Banket grew as a service centre for the surrounding mines and commercial farms, and has suffered from the downscaling of chromite mining in Zimbabwe. The town further suffered from the expropriation of white-owned commercial farms in the controversial land reform programme that began in 2000. The town's main source of income and business clientele, the farmers and businesspeople, all but disappeared from the scene, leading to a loss of business and income. The settlers who took over the farms failed to fill the gap created by the demise of commercial farms. This led to the collapse of retail businesses and the few industries that were in the town.

The town has three primary schools (Kuwadzana, St Georges and Banket Primary) and two secondary schools (Kuwadzana High School and the Catholic-church-owned Sacred Heart Secondary School). It has a district hospital and a council clinic. The town grew primarily because of its role as a service centre for surrounding commercial farms and mining settlements.

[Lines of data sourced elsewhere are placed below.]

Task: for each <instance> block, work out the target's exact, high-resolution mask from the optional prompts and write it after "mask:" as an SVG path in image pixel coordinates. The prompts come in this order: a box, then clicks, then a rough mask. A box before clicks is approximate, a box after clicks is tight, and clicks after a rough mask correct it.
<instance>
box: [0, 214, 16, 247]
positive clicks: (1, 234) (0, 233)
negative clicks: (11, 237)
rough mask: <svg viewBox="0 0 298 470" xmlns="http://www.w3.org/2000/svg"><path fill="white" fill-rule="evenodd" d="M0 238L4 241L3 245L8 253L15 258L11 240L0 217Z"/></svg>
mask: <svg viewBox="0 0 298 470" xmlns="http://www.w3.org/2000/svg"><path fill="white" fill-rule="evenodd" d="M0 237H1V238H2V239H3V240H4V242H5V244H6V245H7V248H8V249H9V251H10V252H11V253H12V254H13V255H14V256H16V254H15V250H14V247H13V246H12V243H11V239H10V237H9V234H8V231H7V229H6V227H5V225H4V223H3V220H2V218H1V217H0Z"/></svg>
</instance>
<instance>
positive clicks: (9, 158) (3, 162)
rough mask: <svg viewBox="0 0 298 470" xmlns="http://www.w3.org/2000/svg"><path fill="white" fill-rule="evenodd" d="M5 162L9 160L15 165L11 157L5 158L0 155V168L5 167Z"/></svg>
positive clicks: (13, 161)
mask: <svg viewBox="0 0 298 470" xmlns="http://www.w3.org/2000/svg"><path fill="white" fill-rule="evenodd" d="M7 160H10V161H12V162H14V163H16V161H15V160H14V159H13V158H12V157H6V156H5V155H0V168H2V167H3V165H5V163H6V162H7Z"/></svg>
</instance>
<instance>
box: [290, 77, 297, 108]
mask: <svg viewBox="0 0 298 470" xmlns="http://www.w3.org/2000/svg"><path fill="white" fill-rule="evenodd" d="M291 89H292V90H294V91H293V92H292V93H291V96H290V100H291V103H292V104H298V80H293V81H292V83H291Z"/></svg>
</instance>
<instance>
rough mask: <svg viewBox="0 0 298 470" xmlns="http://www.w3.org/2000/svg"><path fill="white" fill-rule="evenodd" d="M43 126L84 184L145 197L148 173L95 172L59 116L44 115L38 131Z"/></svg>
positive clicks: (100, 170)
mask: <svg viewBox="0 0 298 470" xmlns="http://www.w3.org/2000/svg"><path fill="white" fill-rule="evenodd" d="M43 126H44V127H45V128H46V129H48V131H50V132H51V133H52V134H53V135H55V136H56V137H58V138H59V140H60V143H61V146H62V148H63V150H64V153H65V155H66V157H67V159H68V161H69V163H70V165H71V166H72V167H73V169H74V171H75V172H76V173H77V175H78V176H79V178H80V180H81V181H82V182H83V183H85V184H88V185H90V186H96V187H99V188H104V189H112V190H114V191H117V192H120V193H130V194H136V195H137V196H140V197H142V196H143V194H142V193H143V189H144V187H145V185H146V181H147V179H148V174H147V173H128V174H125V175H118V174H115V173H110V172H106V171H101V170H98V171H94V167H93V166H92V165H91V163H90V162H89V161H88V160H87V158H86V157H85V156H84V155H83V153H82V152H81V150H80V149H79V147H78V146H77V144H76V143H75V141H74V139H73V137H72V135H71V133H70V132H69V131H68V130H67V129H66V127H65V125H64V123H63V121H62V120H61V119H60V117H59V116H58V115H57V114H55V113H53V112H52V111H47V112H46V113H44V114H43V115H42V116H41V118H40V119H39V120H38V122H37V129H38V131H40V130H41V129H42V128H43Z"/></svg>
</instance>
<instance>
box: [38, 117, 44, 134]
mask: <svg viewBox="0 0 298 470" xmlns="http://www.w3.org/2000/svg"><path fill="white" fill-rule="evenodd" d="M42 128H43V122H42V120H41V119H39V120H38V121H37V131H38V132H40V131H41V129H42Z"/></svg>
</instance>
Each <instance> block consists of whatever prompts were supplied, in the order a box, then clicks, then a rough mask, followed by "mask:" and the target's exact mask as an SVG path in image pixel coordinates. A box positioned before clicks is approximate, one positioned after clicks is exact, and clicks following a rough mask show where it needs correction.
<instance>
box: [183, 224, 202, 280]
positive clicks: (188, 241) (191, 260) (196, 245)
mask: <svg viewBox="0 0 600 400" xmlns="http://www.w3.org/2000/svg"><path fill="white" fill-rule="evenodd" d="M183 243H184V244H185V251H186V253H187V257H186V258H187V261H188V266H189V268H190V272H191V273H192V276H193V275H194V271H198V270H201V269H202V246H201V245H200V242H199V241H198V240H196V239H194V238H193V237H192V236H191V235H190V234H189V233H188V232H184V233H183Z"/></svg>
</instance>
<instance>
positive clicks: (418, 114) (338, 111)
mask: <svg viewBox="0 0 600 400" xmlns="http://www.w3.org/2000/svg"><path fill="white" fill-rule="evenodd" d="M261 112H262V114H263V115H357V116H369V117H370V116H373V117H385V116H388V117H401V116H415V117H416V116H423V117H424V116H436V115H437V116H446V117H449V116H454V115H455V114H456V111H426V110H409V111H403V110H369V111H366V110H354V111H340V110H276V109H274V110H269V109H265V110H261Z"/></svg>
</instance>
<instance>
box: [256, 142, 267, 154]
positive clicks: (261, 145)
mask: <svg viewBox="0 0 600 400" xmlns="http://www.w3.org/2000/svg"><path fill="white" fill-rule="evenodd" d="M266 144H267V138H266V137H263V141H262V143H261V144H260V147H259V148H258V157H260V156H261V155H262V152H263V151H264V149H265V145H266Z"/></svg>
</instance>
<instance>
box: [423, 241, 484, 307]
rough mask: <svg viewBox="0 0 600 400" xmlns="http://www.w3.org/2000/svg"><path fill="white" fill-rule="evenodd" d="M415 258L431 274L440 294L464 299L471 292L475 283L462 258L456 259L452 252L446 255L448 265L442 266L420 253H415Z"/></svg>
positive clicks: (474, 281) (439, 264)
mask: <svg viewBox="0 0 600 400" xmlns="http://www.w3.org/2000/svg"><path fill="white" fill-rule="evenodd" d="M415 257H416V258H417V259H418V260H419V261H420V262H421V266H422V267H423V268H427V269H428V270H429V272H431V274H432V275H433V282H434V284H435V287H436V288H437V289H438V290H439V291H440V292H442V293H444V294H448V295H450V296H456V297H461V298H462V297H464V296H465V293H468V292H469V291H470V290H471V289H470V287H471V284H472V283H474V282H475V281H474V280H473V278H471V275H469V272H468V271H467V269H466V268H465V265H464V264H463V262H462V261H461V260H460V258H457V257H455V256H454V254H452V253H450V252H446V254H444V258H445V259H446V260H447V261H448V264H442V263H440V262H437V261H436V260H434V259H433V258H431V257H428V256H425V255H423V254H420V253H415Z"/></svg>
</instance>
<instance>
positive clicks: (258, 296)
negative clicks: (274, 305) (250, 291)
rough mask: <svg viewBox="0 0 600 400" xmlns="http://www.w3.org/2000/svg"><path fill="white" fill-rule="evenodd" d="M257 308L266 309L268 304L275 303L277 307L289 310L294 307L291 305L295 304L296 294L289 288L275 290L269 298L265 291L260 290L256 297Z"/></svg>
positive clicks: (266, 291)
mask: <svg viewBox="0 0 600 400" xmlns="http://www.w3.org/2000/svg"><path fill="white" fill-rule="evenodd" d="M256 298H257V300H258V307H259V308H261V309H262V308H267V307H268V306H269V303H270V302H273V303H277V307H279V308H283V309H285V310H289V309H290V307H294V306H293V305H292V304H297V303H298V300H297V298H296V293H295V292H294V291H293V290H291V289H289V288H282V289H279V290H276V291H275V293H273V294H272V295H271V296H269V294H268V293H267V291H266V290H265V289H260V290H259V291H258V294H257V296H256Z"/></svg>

Mazvikadei Dam is also located north of Banket.

Government and politics

Before the 1992 amalgamation of the rural councils, which managed mainly commercial farm land, and district councils, which managed mainly land held under traditional tenure, Banket-Trelawney Rural Council (BTRC) ran the small town. Services were good and infrastructure was solid[citation needed]. But there was a discrepancy in the level and quality of services between the white commercial farms and mainly white low density suburbs and the black high-density, low-income residential township of Kuwadzana[citation needed]. The amalgamation resulted in the creation of the Zvimba Rural District Council (ZRDC), with the head office being located at Murombedzi growth point. Crispen Kadhoza (ZANU-PF) served as councillor for Banket in ZRDC until losing ZANU-PF primary elections in 2008,[citation needed] and could therefore not represent the party in the electoral contest of 29 March, which was won by the MDC's Fanuel Tembo and Emmanuel Chinanzvavana who became the councillors for the two wards.

In 2008 Banket gained international fame following a series of politically motivated abductions of supporters of the opposition party. These included the councillors Fanuel Tembo, Emmanuel Chinanzvavana, his wife Concillia Chinanzvavana and an infant who was abducted with the mother. The abductees were later found in police custody after weeks of police denying knowledge of their whereabouts.

In 2007 the local government minister announced plans to turn the administration of Banket over to a town management board, which would put Banket in the same class as such urban centres as Ruwa, Chirundu and Hwange.


Banket used to boast a soccer team known as Banket United, or simply B.U. and more recently Dzinza. The team reached as high as Soccer Division One but never made it to the Premier Soccer League.


  1. ^ Stagman, J.G. 1961. The Geology of the Country around Sinoia and Banket, Lomagundi District. Southern Rhodesia Geological Survey Bulletin 49. ASIN: B0017ZS932.